Graham: Come on, Maria. You're just pissed 'cause I answered the phone.
Ria: That's just where I began to get pissed. I mean, really, what kind of man speaks to his mother that way?
Graham: Oh, this is about my mother. What do you know about my mother?
Ria: If I was your father, I'd kick your ****ing ass.
Graham: OK, I was raised badly. Why don't you take your clothes off, get back into bed, and teach me a lesson?
Ria: You want a lesson? I'll give you a lesson. How 'bout a geography lesson? My father's from Puerto Rico. My mother's from El Salvador. Neither of those is Mexico.
Graham: Ah. Well then I guess the big mystery is, who gathered all those remarkably different cultures together and taught them all how to park their cars on their lawns?

Anthony: You have no idea why they put those great big windows on the sides of busses, do you?
Peter: Why?
Anthony: One reason only. To humiliate the people of color who are reduced to riding on 'em.

Anthony: You could fill the Staples Center with what you don't know.
Peter: The Kings are playing tonight.
Anthony: You don't like hockey!
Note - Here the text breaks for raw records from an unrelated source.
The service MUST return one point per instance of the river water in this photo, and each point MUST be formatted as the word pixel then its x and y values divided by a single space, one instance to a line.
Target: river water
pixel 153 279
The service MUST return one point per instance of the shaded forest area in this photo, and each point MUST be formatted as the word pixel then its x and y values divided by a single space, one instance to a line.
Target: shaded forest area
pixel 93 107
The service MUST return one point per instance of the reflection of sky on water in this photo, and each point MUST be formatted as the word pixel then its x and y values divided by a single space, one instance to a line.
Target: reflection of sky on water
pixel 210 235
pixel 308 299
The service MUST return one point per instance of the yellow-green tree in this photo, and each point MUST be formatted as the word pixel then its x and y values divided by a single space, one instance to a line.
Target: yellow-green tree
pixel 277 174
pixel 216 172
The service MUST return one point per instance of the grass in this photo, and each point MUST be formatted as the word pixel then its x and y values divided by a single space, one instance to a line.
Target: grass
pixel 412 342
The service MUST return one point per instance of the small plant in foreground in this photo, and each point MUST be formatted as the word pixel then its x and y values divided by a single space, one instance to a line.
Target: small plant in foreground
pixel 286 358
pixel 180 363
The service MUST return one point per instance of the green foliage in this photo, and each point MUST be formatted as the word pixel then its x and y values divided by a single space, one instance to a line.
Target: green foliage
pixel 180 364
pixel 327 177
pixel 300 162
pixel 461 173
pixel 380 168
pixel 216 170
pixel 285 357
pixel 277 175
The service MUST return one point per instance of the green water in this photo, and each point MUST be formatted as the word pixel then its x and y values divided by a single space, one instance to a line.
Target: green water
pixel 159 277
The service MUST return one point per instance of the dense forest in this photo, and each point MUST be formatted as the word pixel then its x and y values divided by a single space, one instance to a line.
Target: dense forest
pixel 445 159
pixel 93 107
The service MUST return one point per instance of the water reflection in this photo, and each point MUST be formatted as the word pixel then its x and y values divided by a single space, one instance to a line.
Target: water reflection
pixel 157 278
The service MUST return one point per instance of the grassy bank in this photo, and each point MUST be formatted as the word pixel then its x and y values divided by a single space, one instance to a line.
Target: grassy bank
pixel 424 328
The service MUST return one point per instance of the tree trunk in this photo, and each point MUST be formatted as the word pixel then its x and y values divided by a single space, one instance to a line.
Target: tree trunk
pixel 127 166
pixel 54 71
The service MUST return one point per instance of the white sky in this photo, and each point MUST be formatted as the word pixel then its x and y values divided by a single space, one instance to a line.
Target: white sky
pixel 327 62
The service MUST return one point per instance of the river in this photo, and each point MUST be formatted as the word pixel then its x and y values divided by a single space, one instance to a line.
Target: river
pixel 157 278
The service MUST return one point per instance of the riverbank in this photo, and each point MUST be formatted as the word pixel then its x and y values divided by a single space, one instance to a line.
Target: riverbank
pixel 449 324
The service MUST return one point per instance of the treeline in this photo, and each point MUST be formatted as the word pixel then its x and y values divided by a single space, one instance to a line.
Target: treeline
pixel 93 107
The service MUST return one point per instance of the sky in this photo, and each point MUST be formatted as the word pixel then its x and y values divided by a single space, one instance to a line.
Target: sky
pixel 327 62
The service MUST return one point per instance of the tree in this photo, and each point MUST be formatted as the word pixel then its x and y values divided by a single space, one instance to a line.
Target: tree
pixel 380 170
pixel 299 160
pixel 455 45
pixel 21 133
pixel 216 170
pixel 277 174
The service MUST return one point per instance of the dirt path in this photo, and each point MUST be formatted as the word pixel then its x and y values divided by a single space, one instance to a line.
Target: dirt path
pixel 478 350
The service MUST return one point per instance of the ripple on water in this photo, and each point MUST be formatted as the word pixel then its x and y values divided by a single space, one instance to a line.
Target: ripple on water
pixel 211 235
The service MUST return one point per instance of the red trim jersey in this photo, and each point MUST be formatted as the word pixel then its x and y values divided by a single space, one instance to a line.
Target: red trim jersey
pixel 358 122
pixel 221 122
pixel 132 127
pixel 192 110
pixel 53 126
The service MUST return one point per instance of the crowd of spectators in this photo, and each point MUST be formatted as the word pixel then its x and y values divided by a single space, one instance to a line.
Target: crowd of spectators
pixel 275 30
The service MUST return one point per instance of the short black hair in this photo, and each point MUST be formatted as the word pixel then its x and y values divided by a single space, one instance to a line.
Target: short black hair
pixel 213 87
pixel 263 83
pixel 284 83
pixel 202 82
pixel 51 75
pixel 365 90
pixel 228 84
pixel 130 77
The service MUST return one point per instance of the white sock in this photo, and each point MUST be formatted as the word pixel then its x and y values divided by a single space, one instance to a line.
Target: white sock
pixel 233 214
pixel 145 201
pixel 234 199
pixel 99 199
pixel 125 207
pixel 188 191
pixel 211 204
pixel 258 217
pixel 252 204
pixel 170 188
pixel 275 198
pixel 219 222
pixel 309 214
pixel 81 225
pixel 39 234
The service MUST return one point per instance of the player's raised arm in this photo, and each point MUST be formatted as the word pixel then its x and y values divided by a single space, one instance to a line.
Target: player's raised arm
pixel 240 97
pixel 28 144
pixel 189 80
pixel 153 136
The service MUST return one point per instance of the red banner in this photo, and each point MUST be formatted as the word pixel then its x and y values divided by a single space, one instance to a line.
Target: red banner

You just say you do to piss me off!
Peter: ]dejected] I love hockey!

Lara: I heard a bang.
Daniel: What, like a truck bang?
Lara: Like a gun.
. . .
Lara: How far can bullets go?
Daniel: They go pretty far except usually they get stuck in something and they stop.
Lara: What if they don't?
Daniel: Are you thinking about that bullet than went through your window?

[After driving the man they struck to the hospital, the chop-shop owner wants to destroy the car Anthony and Peter stole]
Lucien: You watch the Discovery Channel?
Anthony: Not a lot.
Peter: Man, they got some good shit on that channel.
Lucien: Every night there is a show with somebody shining a blue light and finding tiny specks of blood splattered on carpets and walls and ceiling fans, bathroom fixtures and special-edition plastic Burger King tray cups. The next thing they show is some stupid redneck in handcuffs who looks absolutely stunned that this is happening to him. Sometimes the redneck is actually WATCHING the Discovery Channel when they break in to arrest him. And he still can't figure out how on earth they could've caught him! :[pauses] Do I look like I wanna be on the Discovery Channel?
Anthony: No.
Lucien: Then get the **** outta my shop.